Issue with long audio (~1 min) output, or prompt instruct following
messages = [
{
"role": "user",
"message_type": "audio",
"content": "500ms-silence.mp3", # an audio file input is required in your demo code
},
{
"role": "user",
"message_type": "text",
"content": "Text to speech\n\nDelivery: Exaggerated and theatrical, with dramatic pauses, sudden outbursts, and gleeful cackling.\n\nVoice: High-energy, eccentric, and slightly unhinged, with a manic enthusiasm that rises and falls unpredictably.\n\nTone: Excited, chaotic, and grandiose, as if reveling in the brilliance of a mad experiment.\n\nPronunciation: Sharp and expressive, with elongated vowels, sudden inflections, and an emphasis on big words to sound more diabolical.\n\nText:\nAh-ha-ha! The stars tremble before my genius! The rift is open, the energy surging—unstable? Perhaps. Dangerous? Most certainly! Captain Rylen's hands twitch over the controls. Fools! They hesitate, but I—I alone see the future! \"Engage the thrusters!\" I bellow, eyes wild with possibility. The ship lurches, metal groaning—oh, what delicious chaos! Light bends, time twists, and then—BOOM! Silence. Darkness. And then… oh-ho! A new universe! Bigger! Stranger! And mine for the taking! Ah-ha-ha-ha!",
}
]
wav, text = model.generate(messages, **sampling_params, output_type="both")
sf.write(
os.path.join(output_dir, "output.wav"),
wav.detach().cpu().view(-1).numpy(),
24000,
)
print(">>> output text: ", text)
The prompt, copied from openai.fm, works correctly with qwen-omni (although style control is ineffective with it) and also with a glm-voice model fine-tuned for long audio outputs.
However, your model fails to generate from the beginning of the text. Instead, it produces seemingly random sentences and disregards the specified style controls. This suggests the model may either be incapable of handling long audio (30s~1min) output or struggle with following prompt instructions.
Kimi:
Qwen-omni:
OpenAI TTS:
Model trained in the same arch as glm-voice:
Thanks for your experiments! Really appreciate!

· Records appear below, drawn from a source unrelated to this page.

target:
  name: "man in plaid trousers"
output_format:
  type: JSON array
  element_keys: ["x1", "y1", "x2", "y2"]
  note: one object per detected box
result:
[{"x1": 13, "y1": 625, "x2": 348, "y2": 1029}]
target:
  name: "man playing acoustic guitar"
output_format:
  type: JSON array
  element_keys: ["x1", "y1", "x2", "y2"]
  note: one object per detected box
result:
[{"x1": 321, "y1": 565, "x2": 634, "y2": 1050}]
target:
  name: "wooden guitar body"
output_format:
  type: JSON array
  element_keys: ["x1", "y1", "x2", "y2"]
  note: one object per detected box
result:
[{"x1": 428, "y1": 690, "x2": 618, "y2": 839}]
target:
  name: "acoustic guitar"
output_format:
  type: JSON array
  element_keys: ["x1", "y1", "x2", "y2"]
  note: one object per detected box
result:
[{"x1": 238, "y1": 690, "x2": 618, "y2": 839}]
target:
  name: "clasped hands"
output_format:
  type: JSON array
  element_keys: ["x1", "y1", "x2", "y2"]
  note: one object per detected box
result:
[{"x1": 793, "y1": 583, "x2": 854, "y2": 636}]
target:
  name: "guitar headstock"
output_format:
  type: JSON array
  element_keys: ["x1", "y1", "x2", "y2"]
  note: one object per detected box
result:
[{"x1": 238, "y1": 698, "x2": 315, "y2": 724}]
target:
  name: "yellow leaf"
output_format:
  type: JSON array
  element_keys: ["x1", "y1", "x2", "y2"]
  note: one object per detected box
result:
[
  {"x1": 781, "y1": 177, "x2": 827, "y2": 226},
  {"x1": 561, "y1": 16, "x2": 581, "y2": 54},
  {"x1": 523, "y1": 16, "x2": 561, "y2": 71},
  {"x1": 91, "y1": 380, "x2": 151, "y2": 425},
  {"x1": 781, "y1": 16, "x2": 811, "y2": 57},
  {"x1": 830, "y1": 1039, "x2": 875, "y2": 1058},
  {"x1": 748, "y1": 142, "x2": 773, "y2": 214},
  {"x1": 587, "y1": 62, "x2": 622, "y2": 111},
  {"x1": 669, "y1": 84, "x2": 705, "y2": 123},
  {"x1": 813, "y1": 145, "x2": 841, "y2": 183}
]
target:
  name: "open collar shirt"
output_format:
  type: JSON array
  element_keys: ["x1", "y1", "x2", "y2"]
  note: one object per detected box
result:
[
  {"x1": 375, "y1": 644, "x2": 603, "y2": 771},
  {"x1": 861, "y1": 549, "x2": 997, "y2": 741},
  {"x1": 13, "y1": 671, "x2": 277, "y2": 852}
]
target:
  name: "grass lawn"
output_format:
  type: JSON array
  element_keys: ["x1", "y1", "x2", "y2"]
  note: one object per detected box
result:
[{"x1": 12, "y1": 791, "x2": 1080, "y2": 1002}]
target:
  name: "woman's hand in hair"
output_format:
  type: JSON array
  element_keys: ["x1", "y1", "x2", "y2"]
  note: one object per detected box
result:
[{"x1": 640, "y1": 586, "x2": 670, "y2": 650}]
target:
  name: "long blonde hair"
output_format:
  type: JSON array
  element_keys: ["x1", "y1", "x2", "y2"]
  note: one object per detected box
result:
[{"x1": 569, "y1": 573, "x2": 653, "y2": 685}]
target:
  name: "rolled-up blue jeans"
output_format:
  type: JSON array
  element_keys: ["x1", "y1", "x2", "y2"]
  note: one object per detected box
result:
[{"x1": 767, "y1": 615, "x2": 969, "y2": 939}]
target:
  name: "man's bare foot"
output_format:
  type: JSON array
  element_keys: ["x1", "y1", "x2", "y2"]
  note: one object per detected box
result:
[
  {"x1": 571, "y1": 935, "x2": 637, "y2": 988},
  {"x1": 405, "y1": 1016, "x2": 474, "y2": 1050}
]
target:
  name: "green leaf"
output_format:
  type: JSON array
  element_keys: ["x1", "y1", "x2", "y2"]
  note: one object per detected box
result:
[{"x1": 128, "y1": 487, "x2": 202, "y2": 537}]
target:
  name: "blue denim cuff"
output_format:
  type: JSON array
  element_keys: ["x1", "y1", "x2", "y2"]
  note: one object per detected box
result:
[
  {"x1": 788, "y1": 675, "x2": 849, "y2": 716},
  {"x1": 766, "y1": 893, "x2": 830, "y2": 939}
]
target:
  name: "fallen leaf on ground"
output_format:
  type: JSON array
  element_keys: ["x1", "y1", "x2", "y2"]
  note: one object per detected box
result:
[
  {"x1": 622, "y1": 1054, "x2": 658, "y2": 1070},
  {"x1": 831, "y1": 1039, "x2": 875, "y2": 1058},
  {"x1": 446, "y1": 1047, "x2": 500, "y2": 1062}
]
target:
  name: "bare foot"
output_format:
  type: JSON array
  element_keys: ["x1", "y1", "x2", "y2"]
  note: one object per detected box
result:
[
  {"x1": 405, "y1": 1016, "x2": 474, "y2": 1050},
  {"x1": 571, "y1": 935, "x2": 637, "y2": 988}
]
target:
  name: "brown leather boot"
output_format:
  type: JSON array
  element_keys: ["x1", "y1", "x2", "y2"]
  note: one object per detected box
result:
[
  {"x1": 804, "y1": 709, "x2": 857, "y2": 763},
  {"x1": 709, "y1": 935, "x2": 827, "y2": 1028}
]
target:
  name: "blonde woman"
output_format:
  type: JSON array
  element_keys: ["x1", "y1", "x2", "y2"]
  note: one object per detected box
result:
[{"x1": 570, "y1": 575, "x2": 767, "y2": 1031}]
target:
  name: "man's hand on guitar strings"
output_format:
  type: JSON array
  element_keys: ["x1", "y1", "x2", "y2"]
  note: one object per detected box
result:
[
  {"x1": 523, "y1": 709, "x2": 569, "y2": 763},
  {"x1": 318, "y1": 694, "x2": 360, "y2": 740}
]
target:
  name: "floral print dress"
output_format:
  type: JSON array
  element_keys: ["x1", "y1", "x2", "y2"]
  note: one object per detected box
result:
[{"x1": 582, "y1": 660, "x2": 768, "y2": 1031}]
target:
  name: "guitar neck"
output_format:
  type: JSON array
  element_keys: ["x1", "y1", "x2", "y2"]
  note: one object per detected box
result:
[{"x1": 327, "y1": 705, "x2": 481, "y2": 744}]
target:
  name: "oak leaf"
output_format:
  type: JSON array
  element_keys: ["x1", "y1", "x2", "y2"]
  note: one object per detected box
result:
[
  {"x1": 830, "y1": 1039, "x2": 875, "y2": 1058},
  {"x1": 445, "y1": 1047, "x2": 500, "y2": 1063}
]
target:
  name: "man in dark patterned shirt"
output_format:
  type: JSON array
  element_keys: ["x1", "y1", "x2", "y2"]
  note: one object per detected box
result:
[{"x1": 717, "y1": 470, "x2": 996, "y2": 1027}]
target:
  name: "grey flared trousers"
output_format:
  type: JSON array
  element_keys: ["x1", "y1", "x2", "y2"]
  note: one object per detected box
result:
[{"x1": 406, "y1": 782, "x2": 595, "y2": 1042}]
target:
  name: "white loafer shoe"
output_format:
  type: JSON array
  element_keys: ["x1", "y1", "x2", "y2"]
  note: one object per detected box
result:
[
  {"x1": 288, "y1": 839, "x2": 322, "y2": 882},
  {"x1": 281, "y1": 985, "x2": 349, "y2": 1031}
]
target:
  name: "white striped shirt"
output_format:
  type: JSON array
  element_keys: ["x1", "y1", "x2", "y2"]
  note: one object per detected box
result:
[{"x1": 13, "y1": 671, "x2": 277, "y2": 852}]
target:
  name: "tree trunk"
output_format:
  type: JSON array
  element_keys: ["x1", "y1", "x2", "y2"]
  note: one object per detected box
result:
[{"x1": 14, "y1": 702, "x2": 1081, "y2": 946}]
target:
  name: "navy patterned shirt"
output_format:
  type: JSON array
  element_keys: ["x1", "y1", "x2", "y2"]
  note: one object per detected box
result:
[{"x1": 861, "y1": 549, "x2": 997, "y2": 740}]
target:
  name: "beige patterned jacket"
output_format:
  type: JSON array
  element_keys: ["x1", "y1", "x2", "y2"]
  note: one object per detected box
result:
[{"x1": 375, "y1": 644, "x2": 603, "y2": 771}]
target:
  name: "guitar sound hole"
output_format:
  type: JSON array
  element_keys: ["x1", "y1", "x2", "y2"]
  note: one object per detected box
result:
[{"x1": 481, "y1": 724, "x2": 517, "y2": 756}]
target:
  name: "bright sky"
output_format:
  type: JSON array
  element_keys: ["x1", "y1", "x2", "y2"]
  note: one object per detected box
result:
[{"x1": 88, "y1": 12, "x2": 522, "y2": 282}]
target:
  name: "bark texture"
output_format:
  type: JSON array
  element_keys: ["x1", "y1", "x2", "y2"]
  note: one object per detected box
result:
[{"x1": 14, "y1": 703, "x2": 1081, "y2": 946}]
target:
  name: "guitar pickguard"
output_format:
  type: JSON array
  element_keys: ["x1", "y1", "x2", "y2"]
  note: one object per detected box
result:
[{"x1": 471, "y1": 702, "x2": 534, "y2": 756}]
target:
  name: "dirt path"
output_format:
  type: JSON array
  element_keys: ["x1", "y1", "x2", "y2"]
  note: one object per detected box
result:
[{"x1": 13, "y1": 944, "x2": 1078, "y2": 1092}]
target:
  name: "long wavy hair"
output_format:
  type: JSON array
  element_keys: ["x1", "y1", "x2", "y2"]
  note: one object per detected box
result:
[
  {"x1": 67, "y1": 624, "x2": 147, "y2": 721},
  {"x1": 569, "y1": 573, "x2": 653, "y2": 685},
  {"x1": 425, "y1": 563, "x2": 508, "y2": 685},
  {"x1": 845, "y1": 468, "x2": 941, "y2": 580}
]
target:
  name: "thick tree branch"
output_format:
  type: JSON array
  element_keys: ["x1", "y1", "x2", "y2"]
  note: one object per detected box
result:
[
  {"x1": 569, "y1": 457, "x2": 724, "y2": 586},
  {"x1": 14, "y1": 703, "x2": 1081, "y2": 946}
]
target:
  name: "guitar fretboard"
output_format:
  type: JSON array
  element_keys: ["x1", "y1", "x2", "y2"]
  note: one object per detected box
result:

The badcases touch the limitation in the SFT stage: we do not support the missing of audio in the user input (no such data during the whole SFT stage). So it is somewhat a hacking to leverage silence as user input. As a result, the badcase is not out of the expectation.
As we have release our base model, we think our model is able to handle the scenarios in your experiments after SFT. Just feel free to have a try.
PS: As stated in our paper, in the SFT stage of Kimi-Audio, we do not use TTS data or train on TTS task. So additional SFT is needed for Kimi-Audio to become a TTS model.